La Importancia de Alentar


Alentar Es La Luz Solar Verbal.

La importancia de alentar
En sus famosas cartas a su hijo, Lord Chesterfield dijo: “Hijo mío, aquí está la forma para agradarle a la gente: haz que cada persona se agrade sí misma un poquito más, y te prometo que a él o a ella le agradarás mucho más”.

Muchos de nosotros somos conscientes del tremendo poder de dar ánimo, y aun así fallamos al tomar acción sobre eso. Hacer que otros se sientan importantes y mejor acerca de sí mismos debe ser una fuerza impulsora en nuestras relaciones.

Mahatma Gandhi inspiró a millones de personas a ir más allá de sus limitaciones para lograr grandes cosas. Se dijo que él se rehusaba a ver el mal en la gente. Él inspiró, e incluso cambió seres humanos considerándolos no como lo que ellos eran, sino como lo que ellos deseaban ser.

El político Scudder Parker dijo: “La gente tiene los medios para convertirse en lo que tú los animes a ser, no en lo que tú los obligues a ser”. 

Dale Carnegie dijo: “Dile a un niño, a un esposo o a un empleado que él es estúpido o tonto haciendo algo para lo que no tiene un don, y que esté haciendo equivocadamente, y habrás destruido casi todo incentivo para que trate de mejorar. Sin embargo, usar la técnica opuesta: ser generoso con el dar ánimos, permite que la otra persona sepa que tú tienes fe en su habilidad para hacer las cosas… y practicará hasta el amanecer a fin de sobresalir”.

La gratitud silenciosa no le hace mucho bien a nadie, pero supongamos que en lugar de eso animo a dos personas un día de manera que cada una de ellas esté motivada para dar ánimo a dos personas más al día siguiente. Si este proceso continúa, 120 personas serán alentadas en siete días. A ese ritmo, 16,000 personas podrían experimentar esta ola de aliento a los 14 días. Y al llegar a las 3 semanas, 2 millones de personas se verían afectadas.

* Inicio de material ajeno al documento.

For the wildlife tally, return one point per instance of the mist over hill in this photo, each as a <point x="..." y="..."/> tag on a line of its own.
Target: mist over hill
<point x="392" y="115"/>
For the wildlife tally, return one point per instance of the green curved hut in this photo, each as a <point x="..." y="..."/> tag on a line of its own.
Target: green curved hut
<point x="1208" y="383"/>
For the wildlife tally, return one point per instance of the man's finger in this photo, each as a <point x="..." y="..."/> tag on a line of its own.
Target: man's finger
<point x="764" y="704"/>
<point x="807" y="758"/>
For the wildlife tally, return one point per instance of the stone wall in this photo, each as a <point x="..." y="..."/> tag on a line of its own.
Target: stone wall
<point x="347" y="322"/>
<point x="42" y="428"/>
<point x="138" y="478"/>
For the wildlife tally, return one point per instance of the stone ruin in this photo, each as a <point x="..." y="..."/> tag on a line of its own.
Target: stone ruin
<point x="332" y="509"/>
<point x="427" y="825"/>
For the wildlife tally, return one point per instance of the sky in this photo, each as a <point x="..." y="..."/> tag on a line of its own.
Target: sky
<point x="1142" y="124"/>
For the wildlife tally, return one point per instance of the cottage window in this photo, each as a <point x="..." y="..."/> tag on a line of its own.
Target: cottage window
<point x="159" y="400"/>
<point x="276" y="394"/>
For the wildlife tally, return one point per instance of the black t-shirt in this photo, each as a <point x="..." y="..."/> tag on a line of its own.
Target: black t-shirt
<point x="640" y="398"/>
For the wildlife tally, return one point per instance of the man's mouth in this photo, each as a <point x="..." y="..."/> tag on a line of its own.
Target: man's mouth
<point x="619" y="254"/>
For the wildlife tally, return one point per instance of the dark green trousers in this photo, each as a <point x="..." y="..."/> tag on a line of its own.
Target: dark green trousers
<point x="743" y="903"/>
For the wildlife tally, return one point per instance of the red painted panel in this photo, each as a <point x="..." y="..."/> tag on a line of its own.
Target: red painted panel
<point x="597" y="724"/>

Esos números son optimistas, pero imagina el impacto. Las organizaciones inteligentes entienden que en una escala local, operar en un entorno de apoyo y ánimo mejorará no sólo la moral, sino que en muchos casos, sus ganancias. Éstas alientan a sus empleados a tomar riesgos que harán avanzar a la compañía.

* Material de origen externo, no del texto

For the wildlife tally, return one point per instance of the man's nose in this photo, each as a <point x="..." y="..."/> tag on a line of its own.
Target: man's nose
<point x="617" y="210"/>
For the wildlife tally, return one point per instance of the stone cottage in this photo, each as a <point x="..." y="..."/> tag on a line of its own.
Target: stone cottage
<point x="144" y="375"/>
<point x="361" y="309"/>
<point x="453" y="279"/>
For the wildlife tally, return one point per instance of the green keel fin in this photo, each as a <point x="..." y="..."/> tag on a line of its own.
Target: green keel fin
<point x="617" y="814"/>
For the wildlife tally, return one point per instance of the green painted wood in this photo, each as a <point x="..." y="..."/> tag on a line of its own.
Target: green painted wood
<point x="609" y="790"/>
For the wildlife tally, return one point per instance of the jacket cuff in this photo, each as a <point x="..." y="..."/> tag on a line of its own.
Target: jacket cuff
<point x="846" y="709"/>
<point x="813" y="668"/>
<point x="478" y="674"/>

Por ejemplo, Ore-Ida, la subsidiaria para alimentos congelados de H.J. Heinz, estaba tratando de alentar más aprendizaje y toma de riesgos en sus actividades de investigación. La gerencia notó que la investigación y desarrollo son inherentemente riesgosos. Ellos sabían que la única forma de triunfar era a través de muchos intentos. Un buen intento que resulte en algún aprendizaje debe celebrarse aun cuando falle.

Cuando eliminamos las expectativas poco realistas, permitimos la falla sin castigos y apreciamos y alentamos los esfuerzos de las personas, ponemos los cimientos para que la gente sobresalga. Crear un ambiente de apoyo debería ser el pilar central de cualquier plan de negocios. De otro modo, ¿por qué molestarse en contratar a los mejores?

El legendario entrenador de fútbol de Alabama Paul “Bear” Bryant compartió su secreto para alentar a los jugadores a unirse como equipo, cómo levantar a algunos y calmar a otros. “Sólo hay 3 cosas que siempre digo: Si algo sale mal, yo lo hice. SI algo sale casi bien, entonces nosotros lo hicimos. Si algo sale muy bien, entonces ustedes lo hicieron. Eso es lo que se se requiere para conseguir que la gente gane partidos de fútbol para ti o haga su mejor trabajo para tu compañía”.

Glenn Van Ekeren cuenta la historia real de lo que pasó muchos años atrás en un teatro de ópera en París. Un famoso cantante iba a actuar frente al teatro lleno. La sensación de expectativa y entusiasmo estaba en el aire cuando el gerente del teatro subió al escenario y dijo: “Damas y caballeros, gracias por su entusiasmo y apoyo. Me temo que debido a una enfermedad, el hombre que vinieron a escuchar no actuará esta noche. Sin embargo, tenemos un reemplazo a su altura que esperamos les brinde entretenimiento comparable.”
El público se quejó con decepción. El ambiente pasó de entusiasmo a frustración. El artista dio todo lo que tenía en su actuación. Cuando terminó, no hubo nada más que silencio incómodo. Nadie aplaudió. Súbitamente, desde el balcón, un niño pequeño se levantó y gritó: “Papá, yo creo que eres maravilloso.” La audiencia aplaudió con mucha fuerza.